Free Novel Read

Interstellar Mage (Starship's Mage: Red Falcon Book 1) Page 5


  “Every trick and gear intact,” he echoed again. “How many shuttles are you leaving aboard?”

  “Her full complement,” Burns told him calmly as he drifted competently through the zero gee. “Though you’ll note that there are two slots in each bay for assault shuttles that we’ve left empty. You are getting twenty-four heavy-lift shuttles, twelve personnel shuttles and twelve short-range repair craft.

  “Is that going to be a problem?”

  “Every time I turn around, Commodore Burns, you’re making me rewrite my crew budget,” David told him in mock complaint. He was starting to look for another shoe.

  “Make no mistakes, Captain, this ship is far from perfect,” the Commodore said softly as he led the way out of the shuttle bay. “But she is about the best thing we could possibly hand over to a civilian, and my orders were to make sure she was fully stocked. Shuttle bays. Food lockers. Armories.

  “Everything that we would have equipped this ship with for Navy service is aboard, except we’ve only provided a one-quarter load for the missile magazines and haven’t included exosuit armor or assault shuttles.”

  “I can live with that,” David replied. “His Majesty is generous. And so are you.”

  There were a hundred or more ways that Commodore Burns could have fulfilled the letter of his orders without going this far out of his way.

  “His Majesty’s intentions were quite clear,” Burns told him. “I am not one to honor the letter and not the spirit of my orders, Captain. I imagine the Protectorate would be pleased to have you consider yourself to owe us a favor or six for this, but my understanding is that the Mage-King feels he owes you a significant debt—and a replacement ship.”

  “This is a bit more than a replacement,” David said, looking around as Burns led them to the bridge.

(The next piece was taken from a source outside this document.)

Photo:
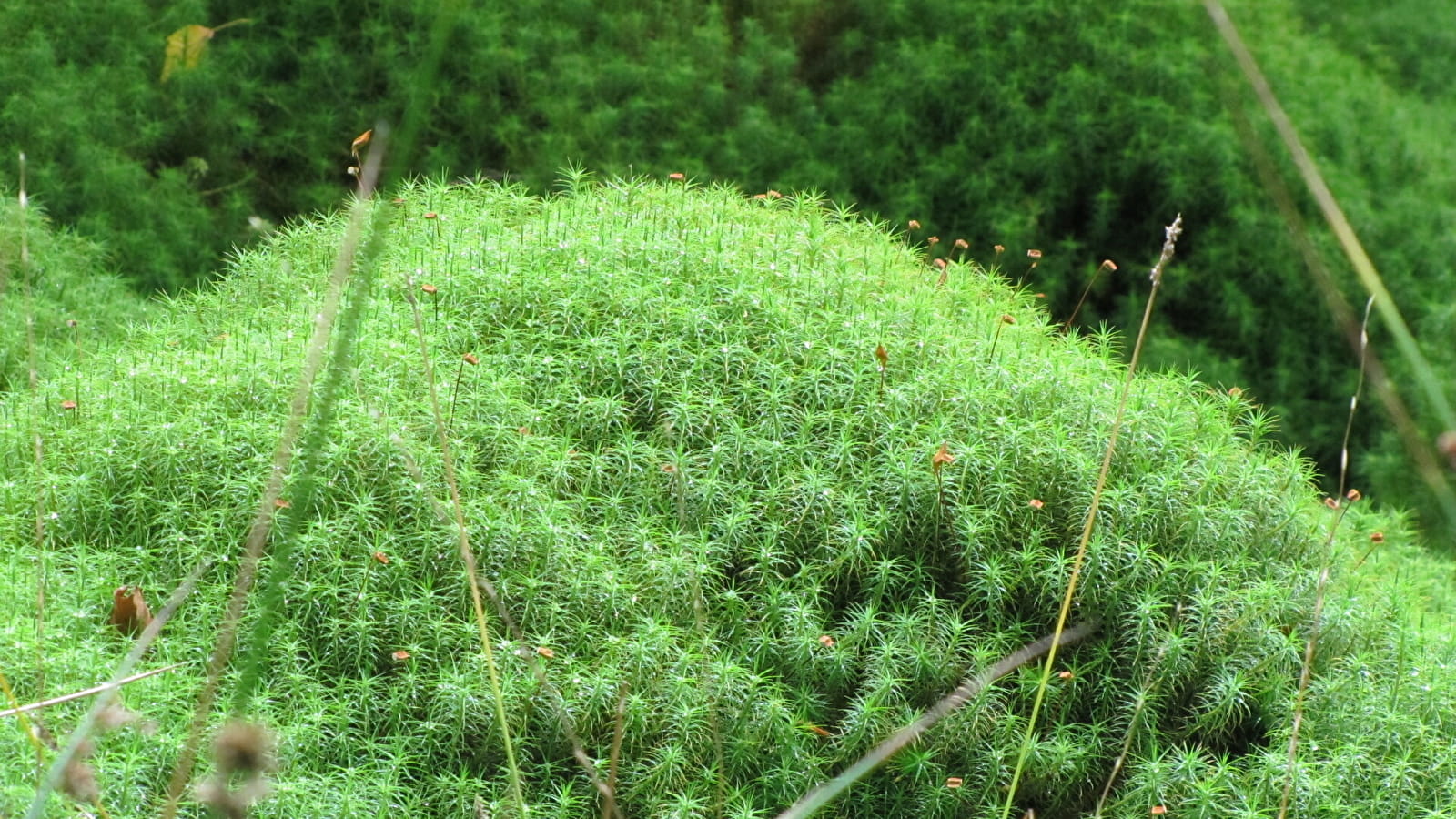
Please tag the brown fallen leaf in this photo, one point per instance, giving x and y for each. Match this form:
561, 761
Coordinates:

  “Honestly, Captain, I’m worried we’re handing you a white elephant,” the Commodore told him. “She’s a big ship with immense operating costs. The kind of cargoes she can carry are usually hauled by big ships belonging to big lines. An independent big ship…”

  “I have my connections,” David admitted. “I think we’ll be fine.”

  “I trust you on that,” the other man replied. “But if you find yourself between work, the Navy will happily hire you for our needs. His Majesty thinks he owes you, and that means His Majesty’s Navy owes you.

  “You get me, Captain?”

  “I get you.”

  “Good. Here’s your new bridge.”

  IT WAS hard to come to a full stop in zero gravity, but Red Falcon had enough straps and handholds scattered around that there was one easily to hand. David latched on and slowed himself to a halt, allowing himself to survey his new domain.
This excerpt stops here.